Тимофей кивнул. Значит, и она заметила, значит, не померещилось…
— Я тебе покажу одеколон лакать! Я тебе покажу! — хозяйка вошла, грубо подталкивая Михеича. Не желая замечать гостей, она оглядела своего постояльца.
— Пожалуй, уже пора. — Это было сказано деловито, как о тесте, которое подошло.
Тимофей и Юлька недоуменно переглянулись. Но Михеич, очевидно, понял значение ее слов. Он опасливо вскинул руку:
— Ну ты, Шея!
Хозяйка уже была возле него. Ловким, очевидно, не раз проверенным сочетанием подножки и удара в грудь она молниеносно повергла Михеича на пол. Села ему на живот, вытянула нескладные длинные ноги.
— Шея! Разоденется, расфуфырится. Интеллигенция! Голой рукой не бери. А здесь что выкомаривает! Здесь что…
Михеич обличал долго, но все менее связно и задорно. Наконец, он пробормотал: «А я лишен» и замолк, окончательно покорившись своей участи.
Раздались первые переливы храпа.
— Все! — сказала хозяйка, быстро вставая.
— А что он все бормочет — лишен, лишен? — спросил Тимофей.
— Лишен отцовства, — не взглянув на него, ответила хозяйка.
— Они, видать, с Горным волки матерые… Вот черт. Извини, Юля. — Тимофей запнулся и чуть не растянулся на тротуаре. Голова его была ясной, но ноги отказывались подчиняться.
Юлька взяла его под руку.
— Эх ты, Шерлок Холмс, из народных заседателей. Тоже мне, берется распутывать нити!
Юлька насмешничала без обычной веселости, один раз даже тяжело вздохнула. Тимофей слабо защищался:
— Если я Шерлок Холмс, то ты доктор Ватсон. Ну, а что делать? — вдруг спросил он. — Что посоветуешь делать? Отступиться, бросить все?..
— Да нет, уж ты от нее не отступишься, — снова невесело пошутила Юлька.
— Да разве в ней дело! Разве только в ней? Я же ее судил. Понимаешь, судил. На то меня выбирали, что же я отмахнулся и все? Ты не думай, что я пьяный. Я трезвый, еще не столько…

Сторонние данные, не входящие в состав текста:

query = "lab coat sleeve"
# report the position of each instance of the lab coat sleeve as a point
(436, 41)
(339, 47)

— Я и не думаю, — перебила Юлька. — Только с Михеичем пить — многого не добьешься.
— Так я с Зубом разговаривал. Он в райкоме партии был.
— Другое дело!
— Если ничего не выяснит, я сам туда пойду.
Михеичу не спалось. Возбужденный страхом, склеротический его мозг рождал какие-то смутные догадки, предположения, сомнения.
Арестовали Сазоныча. Захватили на месте преступления. Сазоныч не раз передавал краденое ему, Михеичу. Но есть ли ему резон сейчас выдавать Михеича и Александра Семеновича? Он только закопает себя. Мужик он опытный. Должен понять.
Но как его схватили? Может, не случайно? Может, там уже догадываются? Вот и парень какой-то к нему приходил с Юлькой. Однако не зря он приходил. А может, и просто. Пуганая ворона, известно, куста боится. Нет, говорил он Александру Семеновичу, не связывайся с этим стариком, ненадежен. А тот со своей усмешечкой: «Кто надежный-то ко мне пойдет? У нас не государственное предприятие. Вот и на тебя гляжу, надежен ли, нет — не знаю».
Эх, сколько раз он, Михеич, в трудные-то моменты думал бросить все к черту да пойти с повинной. А как отпустит, опять все идет прежним порядком. Он, может, и пьет через это. Вот и сейчас бы пойти рассказать, какой веревочкой-то их судьба связала.
Память одну за другой воскрешала перед Михеичем картины нескладной его жизни, как двойной провод, переплетенной с жизнью Александра Семеновича Горного.
…В блиндаже тесно. С бревенчатого потолка, надоедливо шурша, неторопливыми струйками ползет песок. Песок хрустит повсюду — на полу, на зубах, в затворах винтовок. Потолок тоже постоянно напоминает о себе. Больше всех достается сержанту Гунько. Казалось, он и вымахал только для того, чтобы разбивать затылок о нетесаные бугристые бревна.
Стукнувшись, сержант длинно и беспомощно ругается. Разветвленную, как старое кряжистое дерево, окопную брань он перемешивает с жалобами на солдатскую долю.